Sendikacı yerinde kalmış.
Sözü pratiği tutmamış, yaşadığı hayat isyanını tekzip etmiş...
Yine yerinde! Yine mağdur! Yine öfkeli!
* * *
Peki bu "güvensizlik sorunu" için aynaya bakan var mı sizce?
İşin aslı, siyasi partiler çok daha fazla "hesaplaşıyor" kendi içinde...
Yenileniyorlar...
O neden hep “eski” üzerinden deşiliyorlar.
Peki ya diğer unsurlar?
Hele “sol kültür”e sarılanlar.
Yani hayatı değiştirecek olanlar...
Pek çoğunun lügatinde ayna yok...
Kolaycı bir ezber üzerinden, kendi fasit dairelerinde, kendilerini tekrarlıyorlar.

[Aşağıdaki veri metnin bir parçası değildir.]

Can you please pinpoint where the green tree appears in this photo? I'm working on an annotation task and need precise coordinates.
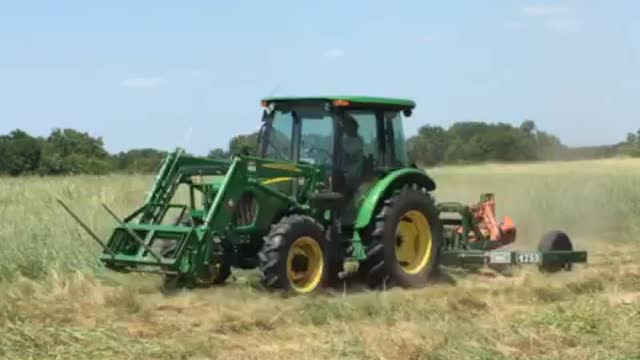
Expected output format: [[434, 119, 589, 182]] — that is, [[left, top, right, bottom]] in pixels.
[[116, 148, 167, 173], [445, 122, 494, 163], [0, 129, 43, 175], [407, 125, 448, 166], [408, 120, 563, 165], [39, 128, 113, 175], [207, 148, 228, 159], [229, 132, 259, 156], [520, 119, 536, 135], [482, 123, 535, 161], [622, 129, 640, 157], [535, 131, 566, 160]]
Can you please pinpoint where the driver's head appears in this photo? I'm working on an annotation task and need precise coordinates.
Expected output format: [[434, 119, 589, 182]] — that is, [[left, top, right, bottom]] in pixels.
[[341, 114, 359, 137]]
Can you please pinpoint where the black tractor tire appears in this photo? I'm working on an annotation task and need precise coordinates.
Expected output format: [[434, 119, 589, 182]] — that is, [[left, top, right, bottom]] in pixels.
[[196, 258, 232, 286], [161, 256, 231, 290], [538, 230, 574, 273], [258, 215, 328, 294], [364, 185, 443, 289]]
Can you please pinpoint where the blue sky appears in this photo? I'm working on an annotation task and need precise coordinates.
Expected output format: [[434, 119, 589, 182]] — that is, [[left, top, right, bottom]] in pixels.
[[0, 1, 638, 155]]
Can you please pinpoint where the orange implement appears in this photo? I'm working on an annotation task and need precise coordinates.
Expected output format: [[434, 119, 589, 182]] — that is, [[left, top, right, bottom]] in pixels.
[[460, 195, 516, 245]]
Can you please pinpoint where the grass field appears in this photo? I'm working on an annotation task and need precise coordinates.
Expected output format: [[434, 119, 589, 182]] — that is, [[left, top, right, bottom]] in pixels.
[[1, 158, 639, 359]]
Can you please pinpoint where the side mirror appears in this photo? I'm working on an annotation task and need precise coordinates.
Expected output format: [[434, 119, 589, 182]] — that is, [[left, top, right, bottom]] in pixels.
[[403, 109, 412, 117]]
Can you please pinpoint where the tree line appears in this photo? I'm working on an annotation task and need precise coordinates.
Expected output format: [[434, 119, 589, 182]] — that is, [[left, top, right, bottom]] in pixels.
[[0, 127, 260, 176], [0, 128, 162, 176], [407, 120, 639, 166], [0, 122, 638, 176]]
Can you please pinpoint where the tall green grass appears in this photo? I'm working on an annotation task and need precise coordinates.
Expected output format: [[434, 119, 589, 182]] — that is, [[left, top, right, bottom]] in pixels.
[[430, 158, 640, 246], [0, 175, 152, 281], [1, 158, 639, 281]]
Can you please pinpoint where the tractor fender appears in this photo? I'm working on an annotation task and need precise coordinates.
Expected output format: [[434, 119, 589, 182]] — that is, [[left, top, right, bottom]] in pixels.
[[354, 168, 436, 230]]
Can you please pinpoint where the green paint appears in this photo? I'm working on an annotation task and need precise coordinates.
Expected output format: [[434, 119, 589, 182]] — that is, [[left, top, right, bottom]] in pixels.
[[354, 168, 434, 230], [94, 148, 323, 283]]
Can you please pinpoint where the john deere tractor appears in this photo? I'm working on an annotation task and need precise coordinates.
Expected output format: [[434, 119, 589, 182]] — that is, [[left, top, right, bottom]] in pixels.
[[59, 96, 587, 294]]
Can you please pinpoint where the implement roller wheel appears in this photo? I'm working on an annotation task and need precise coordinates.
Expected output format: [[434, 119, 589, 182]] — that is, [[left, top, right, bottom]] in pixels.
[[538, 230, 574, 273], [364, 185, 443, 289], [259, 215, 328, 294]]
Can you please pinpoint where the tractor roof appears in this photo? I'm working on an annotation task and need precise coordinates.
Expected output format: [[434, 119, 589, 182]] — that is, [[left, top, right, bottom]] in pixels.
[[261, 95, 416, 109]]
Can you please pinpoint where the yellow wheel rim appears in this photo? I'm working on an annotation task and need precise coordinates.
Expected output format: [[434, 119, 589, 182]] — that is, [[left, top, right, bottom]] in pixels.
[[395, 210, 432, 274], [286, 236, 324, 293]]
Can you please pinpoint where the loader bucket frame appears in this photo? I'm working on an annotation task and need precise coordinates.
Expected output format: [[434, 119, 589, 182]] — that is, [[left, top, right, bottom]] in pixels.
[[63, 148, 325, 283]]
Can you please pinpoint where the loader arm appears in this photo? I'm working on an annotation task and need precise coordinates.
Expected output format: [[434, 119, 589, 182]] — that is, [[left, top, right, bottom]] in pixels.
[[91, 150, 325, 284]]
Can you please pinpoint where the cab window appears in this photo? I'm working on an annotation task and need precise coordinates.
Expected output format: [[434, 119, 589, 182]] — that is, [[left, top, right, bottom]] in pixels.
[[342, 110, 381, 168], [264, 110, 294, 161], [384, 111, 409, 167], [299, 109, 334, 167]]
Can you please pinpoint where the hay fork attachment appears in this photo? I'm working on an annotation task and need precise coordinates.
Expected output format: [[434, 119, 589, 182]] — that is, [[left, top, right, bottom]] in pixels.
[[56, 197, 115, 259]]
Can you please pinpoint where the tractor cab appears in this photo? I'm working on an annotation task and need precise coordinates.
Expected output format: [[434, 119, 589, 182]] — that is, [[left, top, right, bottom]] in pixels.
[[256, 96, 416, 223]]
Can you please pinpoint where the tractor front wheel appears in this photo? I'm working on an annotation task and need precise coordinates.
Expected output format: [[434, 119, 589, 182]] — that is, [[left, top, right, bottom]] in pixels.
[[364, 186, 443, 289], [259, 215, 328, 294], [161, 246, 231, 290], [196, 261, 232, 286]]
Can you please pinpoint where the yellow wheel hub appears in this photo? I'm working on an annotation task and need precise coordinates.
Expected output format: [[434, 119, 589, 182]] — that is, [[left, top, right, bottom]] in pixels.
[[395, 210, 433, 274], [286, 236, 324, 293]]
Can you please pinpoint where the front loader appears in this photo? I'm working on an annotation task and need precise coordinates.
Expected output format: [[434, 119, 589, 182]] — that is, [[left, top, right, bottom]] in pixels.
[[59, 96, 587, 293]]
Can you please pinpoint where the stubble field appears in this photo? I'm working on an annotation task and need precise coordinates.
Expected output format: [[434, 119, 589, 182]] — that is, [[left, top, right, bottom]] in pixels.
[[1, 158, 639, 359]]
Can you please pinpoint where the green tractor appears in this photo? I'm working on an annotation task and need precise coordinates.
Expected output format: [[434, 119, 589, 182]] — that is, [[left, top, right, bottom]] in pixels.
[[59, 96, 587, 294]]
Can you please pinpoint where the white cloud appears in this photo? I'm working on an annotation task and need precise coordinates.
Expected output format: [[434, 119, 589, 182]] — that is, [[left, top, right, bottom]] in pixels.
[[324, 49, 345, 58], [521, 5, 566, 17], [504, 21, 524, 30], [121, 76, 165, 89]]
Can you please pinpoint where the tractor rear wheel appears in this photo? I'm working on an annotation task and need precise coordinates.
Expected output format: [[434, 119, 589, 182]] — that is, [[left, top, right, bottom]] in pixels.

"Küçük dağları ben yarattım" havası!
Ne oluyor sonra?
Çocukların isyanıyla başlayan bir eylem mesai saatlerinin azaltılması üzerinden bir uzlaşı ile tamamlanabiliyor.
* * *
Kişisel menfaatlere hizmet eden yalancı ve talancı "iktidar"lar değil sadece...
“İktidar”ın sarsılmaz bir dişlisine dönüşen, toplumsal fayda üretmeyen, adil ve eşitlikçi gelir dağılımını umursar gibi görünen ama bencilliği büyüten, günlük pratiklerde çözümlerin değil krizlerin unsuru
olan kim varsa, nerede varsa, ne kadar varsa tümü çekilmeli kenara!